Questa monografia è frutto di un lungo e approfondito lavoro di ricerca sui territorio e sulle fonti di archivio svolto dal Gruppo Archeologico Paleontologico Livornese, che già in passato si è occupato con successo dell’indagine di altri aspetti di storia locale, quali gli acquedotti e i mulini.

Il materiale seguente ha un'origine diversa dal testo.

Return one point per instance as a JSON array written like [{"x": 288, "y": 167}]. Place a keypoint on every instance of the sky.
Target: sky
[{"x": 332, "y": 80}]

In particolare il volume è dedicato ad indagare le modalità di insediamento nel territorio livornese, dall’età antica fino alla prima metà del XX secolo, dell’attività manifatturiera volta alla cottura dei materiali impiegati nell’edilizia (calce) e nel consumo domestico di cibi e bevande (ceramica e vetro). Lo studio dimostra come nel nostro territorio la lavorazione dei minerali non metallici abbia origini
millenarie e come le fornaci abbiano mantenuto a lungo un carattere artigianale, con peculiarità costruttive e funzionali spesso immutate per secoli; solo verso la fine dell’Ottocento le innovazioni delle tecniche edili e l’ampliamento della domanda dei materiali determinò la concentrazione della produzione in grande imprese e l’espansione del commercio dei manufatti. L’opera, dopo una prima parte dedicata alla descrizione delle materie prime e dei combustibili, delle
tipologie delle fornaci e dei vari sistemi di cottura, analizza nella seconda parte la trama distributiva delle molteplici manifatture presenti in ciascuna delle tre Comunità studiate (Livorno, Collesalvetti, Rosignano M.mo), con precisi riferimenti cartografici ed un’ampia iconografia.